EP Performance Results
Here, I will compare the performance of my CUDA implementation to the original OpenMP version. The tests were run in the same computer. Some parameters of these runs can be seen below:
Utilized hardware and software:
- Intel Core 2 Duo E8500 (3,16 GHz, FSB 1333 MHz, 6 MB Cache)
- OCZ Reaper HPC Edition 4GB (2048MB x 2) DDR2 1066 MHz
- XFX GeForce GTX 280 1024MB DDR3 XXX (GX-280N-ZDDU) (670 MHz, 1024MB DDR3@2500MHz)
- Ubuntu Linux 9.04 32 bits
- CUDA Driver 2.3 (190.18 Beta)
- nvcc compiler for the CUDA version, gcc 4.3.1 for the OpenMP version, both with -O2
Figure 1. Time comparison between the CUDA and OpenMP versions of EP benchmark.

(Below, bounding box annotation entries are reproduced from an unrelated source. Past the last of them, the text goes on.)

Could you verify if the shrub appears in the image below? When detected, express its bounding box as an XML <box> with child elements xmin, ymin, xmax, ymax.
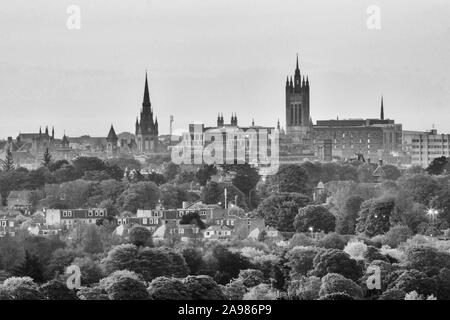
<box><xmin>382</xmin><ymin>225</ymin><xmax>412</xmax><ymax>248</ymax></box>
<box><xmin>363</xmin><ymin>246</ymin><xmax>389</xmax><ymax>262</ymax></box>
<box><xmin>239</xmin><ymin>269</ymin><xmax>264</xmax><ymax>288</ymax></box>
<box><xmin>290</xmin><ymin>232</ymin><xmax>316</xmax><ymax>247</ymax></box>
<box><xmin>286</xmin><ymin>247</ymin><xmax>318</xmax><ymax>277</ymax></box>
<box><xmin>243</xmin><ymin>283</ymin><xmax>278</xmax><ymax>300</ymax></box>
<box><xmin>147</xmin><ymin>277</ymin><xmax>192</xmax><ymax>300</ymax></box>
<box><xmin>311</xmin><ymin>249</ymin><xmax>362</xmax><ymax>281</ymax></box>
<box><xmin>389</xmin><ymin>269</ymin><xmax>437</xmax><ymax>295</ymax></box>
<box><xmin>220</xmin><ymin>279</ymin><xmax>247</xmax><ymax>300</ymax></box>
<box><xmin>319</xmin><ymin>273</ymin><xmax>362</xmax><ymax>299</ymax></box>
<box><xmin>106</xmin><ymin>277</ymin><xmax>149</xmax><ymax>300</ymax></box>
<box><xmin>39</xmin><ymin>279</ymin><xmax>78</xmax><ymax>300</ymax></box>
<box><xmin>288</xmin><ymin>276</ymin><xmax>322</xmax><ymax>300</ymax></box>
<box><xmin>378</xmin><ymin>289</ymin><xmax>405</xmax><ymax>300</ymax></box>
<box><xmin>317</xmin><ymin>232</ymin><xmax>347</xmax><ymax>250</ymax></box>
<box><xmin>344</xmin><ymin>240</ymin><xmax>367</xmax><ymax>260</ymax></box>
<box><xmin>3</xmin><ymin>277</ymin><xmax>44</xmax><ymax>300</ymax></box>
<box><xmin>380</xmin><ymin>246</ymin><xmax>405</xmax><ymax>262</ymax></box>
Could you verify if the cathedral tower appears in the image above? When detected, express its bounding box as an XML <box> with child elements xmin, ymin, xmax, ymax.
<box><xmin>285</xmin><ymin>55</ymin><xmax>311</xmax><ymax>142</ymax></box>
<box><xmin>135</xmin><ymin>72</ymin><xmax>159</xmax><ymax>153</ymax></box>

We can see the time results of both versions in Figure 1. The presented results have a 95% confidence interval. The horizontal axis represents the different instances (classes) of the EP benchmark. The left vertical axis presents the time in seconds and the right vertical axis, the speedup. As we can see, even with OpenMP using both cores of the CPU, the CUDA version is much faster. The greater the size of the instance, the greater is the speedup. This happens because we have more computation on the GPU but the same amount of memory. With this, the overhead of memory transfer is absorbed by the computation time. This can be seen in Figure 2.Figure 2. Million operations per second comparison between the CUDA and OpenMP versions of EP benchmark.
Figure 2 presents the random numbers' generation throughput of both versions. The left vertical axis presents this in million operations per second. As we can see, the throughput of the OpenMP version is almost constant. This happens because it is already using all possible hardware in the host. The throughput of the CUDA version increases due to the absorption of the memory transfer overheads by the increase in computation time.
The EP benchmark showed us that it is possible to increase the performance of a parallel benchmark with CUDA even when having strong dependencies on double precision floating point instructions. The nature of the benchmark helped this because the computations are mostly independent of each other, the memory constraints could be circumvented by the reutilization of the allocated arrays, and there was enough computation to be done in the device.